The first artists for the 2015 lineup were revealed on September 26, 2014, at an event in New York City, including the Deftones, Jessie J, John Legend, Linkin Park, No Doubt, Metallica, and Taylor Swift.
- Friday, May 8
  - Main Stage: No Doubt, Maná, The Pretty Reckless, Smallpools, Cirque du Soleil
  - Mercedes-Benz Evolution Stage: Foster the People, Gary Clark Jr., Theophilus London, Saints of Valory
  - EDM Stage: AN21, Ftampa, Wax Motif, MVTH
- Saturday, May 9
  - Main Stage: Metallica, Linkin Park, Rise Against, Hollywood Undead
  - Mercedes-Benz Evolution Stage: Deftones, Sepultura featuring Steve Vai, Coheed & Cambria, Of Mice & Men
  - EDM Stage: Alok, Caked Up, The Gaslamp Killer, Felguk
- Friday, May 15
  - Main Stage: Taylor Swift (1989 World Tour), Ed Sheeran, Echosmith, Ivete Sangalo
  - Mercedes-Benz Evolution Stage: Jessie J, Charli XCX, Tove Lo, James Bay
  - EDM Stage: Heidi Lawden, Valida, Jeniluv, Whitney Fierce
- Saturday, May 16
  - Main Stage: Bruno Mars, John Legend, Empire of the Sun, Big Sean
  - Mercedes-Benz Evolution Stage: Joss Stone, Magic!, Mayer Hawthorne, Mikky Ekko
  - EDM Stage: DJ Vibe, Lovefingers, Renato Ratier, Behrouz

== Aftermath ==
Rock in Rio's attendance was lower than expected; only 140,000 attended in total, less than the 328,000 estimated prior to the event. As such, stakeholders doubted that the festival would return for 2017.

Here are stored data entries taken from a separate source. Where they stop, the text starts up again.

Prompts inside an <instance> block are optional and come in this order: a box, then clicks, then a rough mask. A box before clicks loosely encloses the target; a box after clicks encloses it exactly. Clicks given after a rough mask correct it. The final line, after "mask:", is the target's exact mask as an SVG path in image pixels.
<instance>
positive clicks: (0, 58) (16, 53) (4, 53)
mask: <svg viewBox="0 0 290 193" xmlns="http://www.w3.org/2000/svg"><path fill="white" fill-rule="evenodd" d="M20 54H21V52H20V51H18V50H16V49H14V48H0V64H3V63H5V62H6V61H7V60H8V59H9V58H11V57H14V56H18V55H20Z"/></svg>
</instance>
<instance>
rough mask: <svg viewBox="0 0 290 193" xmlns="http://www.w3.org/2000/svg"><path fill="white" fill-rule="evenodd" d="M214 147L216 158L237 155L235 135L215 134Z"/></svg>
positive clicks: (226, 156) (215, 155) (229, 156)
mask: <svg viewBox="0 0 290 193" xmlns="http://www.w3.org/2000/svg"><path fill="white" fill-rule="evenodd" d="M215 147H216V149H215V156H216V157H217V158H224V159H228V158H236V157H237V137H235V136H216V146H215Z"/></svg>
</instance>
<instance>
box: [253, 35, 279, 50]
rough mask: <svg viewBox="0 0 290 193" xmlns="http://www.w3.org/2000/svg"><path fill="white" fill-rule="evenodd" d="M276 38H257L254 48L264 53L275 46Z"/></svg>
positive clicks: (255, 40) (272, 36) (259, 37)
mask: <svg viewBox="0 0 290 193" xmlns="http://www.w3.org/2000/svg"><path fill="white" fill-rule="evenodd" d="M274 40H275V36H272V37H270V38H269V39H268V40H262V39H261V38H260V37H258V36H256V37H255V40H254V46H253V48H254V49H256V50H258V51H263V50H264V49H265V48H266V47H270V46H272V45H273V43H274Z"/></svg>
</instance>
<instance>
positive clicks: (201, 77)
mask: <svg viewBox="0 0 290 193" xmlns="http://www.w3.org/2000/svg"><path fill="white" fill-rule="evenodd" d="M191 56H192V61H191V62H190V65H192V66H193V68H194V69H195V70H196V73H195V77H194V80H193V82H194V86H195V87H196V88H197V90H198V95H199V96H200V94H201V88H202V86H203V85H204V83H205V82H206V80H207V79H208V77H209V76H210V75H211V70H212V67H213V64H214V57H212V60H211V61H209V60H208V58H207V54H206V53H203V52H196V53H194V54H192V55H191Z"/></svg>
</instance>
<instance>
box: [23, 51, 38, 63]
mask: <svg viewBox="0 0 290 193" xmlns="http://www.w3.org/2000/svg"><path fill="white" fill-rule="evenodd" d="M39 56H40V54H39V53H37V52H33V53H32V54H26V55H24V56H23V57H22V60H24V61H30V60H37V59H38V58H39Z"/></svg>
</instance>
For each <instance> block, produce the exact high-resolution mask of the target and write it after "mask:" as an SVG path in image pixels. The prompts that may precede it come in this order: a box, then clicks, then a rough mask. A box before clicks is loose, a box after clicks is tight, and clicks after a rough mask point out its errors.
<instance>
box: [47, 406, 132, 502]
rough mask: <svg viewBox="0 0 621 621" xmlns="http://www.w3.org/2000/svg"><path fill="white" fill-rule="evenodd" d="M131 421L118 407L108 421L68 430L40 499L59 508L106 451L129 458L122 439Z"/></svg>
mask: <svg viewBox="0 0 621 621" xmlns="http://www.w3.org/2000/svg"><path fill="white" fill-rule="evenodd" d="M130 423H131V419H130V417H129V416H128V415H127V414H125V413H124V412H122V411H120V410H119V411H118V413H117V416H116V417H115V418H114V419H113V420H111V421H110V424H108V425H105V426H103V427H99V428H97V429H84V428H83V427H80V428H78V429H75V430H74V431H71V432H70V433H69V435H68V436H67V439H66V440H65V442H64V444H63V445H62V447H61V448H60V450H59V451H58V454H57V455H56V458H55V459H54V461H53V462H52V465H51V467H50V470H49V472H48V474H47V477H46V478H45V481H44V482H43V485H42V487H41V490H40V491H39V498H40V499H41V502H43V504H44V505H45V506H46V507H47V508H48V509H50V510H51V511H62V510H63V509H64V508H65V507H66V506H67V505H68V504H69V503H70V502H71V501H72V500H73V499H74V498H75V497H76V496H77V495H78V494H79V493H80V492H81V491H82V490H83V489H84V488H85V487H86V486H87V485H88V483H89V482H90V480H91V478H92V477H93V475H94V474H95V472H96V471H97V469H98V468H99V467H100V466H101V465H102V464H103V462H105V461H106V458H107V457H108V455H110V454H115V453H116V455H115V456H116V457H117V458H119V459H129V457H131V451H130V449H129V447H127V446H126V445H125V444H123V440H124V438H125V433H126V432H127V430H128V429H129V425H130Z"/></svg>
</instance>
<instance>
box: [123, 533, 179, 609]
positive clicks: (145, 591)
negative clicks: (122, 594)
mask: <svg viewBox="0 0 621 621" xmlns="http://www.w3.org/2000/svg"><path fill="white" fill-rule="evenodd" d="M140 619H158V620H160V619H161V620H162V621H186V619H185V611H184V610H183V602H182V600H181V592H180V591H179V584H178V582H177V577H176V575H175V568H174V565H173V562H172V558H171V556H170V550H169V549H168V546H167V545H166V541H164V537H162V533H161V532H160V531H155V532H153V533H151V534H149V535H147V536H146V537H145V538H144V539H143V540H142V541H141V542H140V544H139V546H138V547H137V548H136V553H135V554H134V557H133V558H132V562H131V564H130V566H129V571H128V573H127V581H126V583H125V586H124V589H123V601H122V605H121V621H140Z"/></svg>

In February 2016, SFX Entertainment filed for bankruptcy, and was reorganized under new leadership as LiveStyle in December. In May 2018, Live Nation Entertainment acquired a majority stake in Rock in Rio, including from SFX's creditor committee.

In December 2019, MGM Resorts sold the Circus Circus resort and the Las Vegas Festival Grounds to Phil Ruffin.